- Country of origin: United Kingdom
- Original language: English

Production
- Producer: Byron Archard Productions
- Production company: ScreenDog

Original release
- Network: Channel 4

= The Jury: Murder Trial =

The Jury: Murder Trial is a British reality television series. Each series is a verbatim re-enactment from court records of a real murder trial in which actors take the parts of the legal teams and judges while the jurors are people drawn from every-day life.

==Premise==

The series questions whether or not juries randomly drawn from citizens from all backgrounds without legal qualifications are suitable for making a just decision in cases that can lead to life prison sentences.
In Series 1 which aired in February 2024, two juries in isolation of each other followed the re-enactment of a real case in which a man admits to killing his wife with a hammer after two months of marriage because he 'just snapped', hoping for a verdict of the lesser crime of manslaughter. The second series which was broadcast in August 2025 is a reconstruction of a murder trial in which a woman is accused of having stabbed her partner to death during an alleged attempt by him to strangle her during a domestic altercation.
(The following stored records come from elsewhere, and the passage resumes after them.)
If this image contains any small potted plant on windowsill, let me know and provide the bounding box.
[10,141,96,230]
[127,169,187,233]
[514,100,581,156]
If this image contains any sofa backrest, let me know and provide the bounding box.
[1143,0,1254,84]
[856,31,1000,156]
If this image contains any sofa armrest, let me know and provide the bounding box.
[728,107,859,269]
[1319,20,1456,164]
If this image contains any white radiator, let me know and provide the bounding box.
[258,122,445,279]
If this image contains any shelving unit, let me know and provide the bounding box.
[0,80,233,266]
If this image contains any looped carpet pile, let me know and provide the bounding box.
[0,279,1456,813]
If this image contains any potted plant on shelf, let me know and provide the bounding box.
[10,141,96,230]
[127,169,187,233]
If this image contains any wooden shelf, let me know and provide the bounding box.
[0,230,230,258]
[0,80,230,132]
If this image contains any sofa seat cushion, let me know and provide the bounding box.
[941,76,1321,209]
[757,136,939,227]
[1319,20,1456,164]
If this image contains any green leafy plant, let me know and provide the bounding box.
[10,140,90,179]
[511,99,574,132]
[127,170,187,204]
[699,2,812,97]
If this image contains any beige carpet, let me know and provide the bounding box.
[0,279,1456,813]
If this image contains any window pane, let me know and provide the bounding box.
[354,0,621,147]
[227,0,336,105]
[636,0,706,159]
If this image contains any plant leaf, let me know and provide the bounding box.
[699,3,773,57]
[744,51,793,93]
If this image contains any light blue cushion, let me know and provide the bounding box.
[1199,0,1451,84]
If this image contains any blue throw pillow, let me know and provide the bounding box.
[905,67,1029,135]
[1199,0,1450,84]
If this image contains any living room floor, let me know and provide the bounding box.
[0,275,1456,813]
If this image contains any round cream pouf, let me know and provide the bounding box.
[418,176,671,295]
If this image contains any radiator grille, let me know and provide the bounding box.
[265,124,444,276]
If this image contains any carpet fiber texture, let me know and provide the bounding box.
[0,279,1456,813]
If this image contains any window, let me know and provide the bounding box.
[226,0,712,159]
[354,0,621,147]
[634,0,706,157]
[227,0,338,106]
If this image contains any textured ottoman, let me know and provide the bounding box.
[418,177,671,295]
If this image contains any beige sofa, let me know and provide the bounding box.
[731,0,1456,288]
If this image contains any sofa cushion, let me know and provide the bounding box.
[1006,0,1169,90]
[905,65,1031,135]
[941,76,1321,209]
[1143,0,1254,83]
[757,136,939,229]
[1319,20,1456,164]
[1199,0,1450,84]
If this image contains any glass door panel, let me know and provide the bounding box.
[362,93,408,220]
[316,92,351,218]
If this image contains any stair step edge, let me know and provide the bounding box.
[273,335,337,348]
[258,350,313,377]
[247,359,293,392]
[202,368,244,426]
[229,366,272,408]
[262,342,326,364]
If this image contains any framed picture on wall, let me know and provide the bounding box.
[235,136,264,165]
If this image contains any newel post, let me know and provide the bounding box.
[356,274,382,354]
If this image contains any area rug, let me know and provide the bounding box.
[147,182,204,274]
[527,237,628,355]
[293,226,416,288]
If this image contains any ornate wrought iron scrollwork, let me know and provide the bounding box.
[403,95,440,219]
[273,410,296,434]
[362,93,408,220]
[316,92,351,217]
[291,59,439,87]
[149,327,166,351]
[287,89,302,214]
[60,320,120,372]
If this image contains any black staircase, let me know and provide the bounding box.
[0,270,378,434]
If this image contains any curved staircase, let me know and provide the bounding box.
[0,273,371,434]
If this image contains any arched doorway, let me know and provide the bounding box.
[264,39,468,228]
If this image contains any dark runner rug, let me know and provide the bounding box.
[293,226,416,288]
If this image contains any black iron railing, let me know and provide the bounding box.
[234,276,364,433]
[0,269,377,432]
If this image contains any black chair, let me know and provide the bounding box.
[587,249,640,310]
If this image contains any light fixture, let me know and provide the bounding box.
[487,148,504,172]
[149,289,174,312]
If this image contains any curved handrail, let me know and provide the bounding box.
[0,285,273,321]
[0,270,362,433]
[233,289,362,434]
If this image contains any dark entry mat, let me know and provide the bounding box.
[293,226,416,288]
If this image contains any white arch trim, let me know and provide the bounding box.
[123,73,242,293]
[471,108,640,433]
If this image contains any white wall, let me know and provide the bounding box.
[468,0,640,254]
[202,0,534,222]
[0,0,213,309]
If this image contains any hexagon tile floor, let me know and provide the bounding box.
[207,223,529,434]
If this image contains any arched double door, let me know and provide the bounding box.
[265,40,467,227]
The series was again filmed with actors for the court officials but only one jury of randomly selected citizens.

== Reception ==
The first series of The Jury: Murder Trial won 'Best Reality' at the 2025 British Academy Television Awards and 'Best Original Programme' at the Broadcast Awards 2025.
Television critic Lucy Mangan gave the first series 4 out of 5 stars.
Writing for The Guardian Rachel Aroesti awarded 4 out of 5 stars for the second series, stating "Are random citizens fit to dole out life sentences? Probably not. Does the jury system double as a Petri dish for truly illuminating reality TV? Absolutely."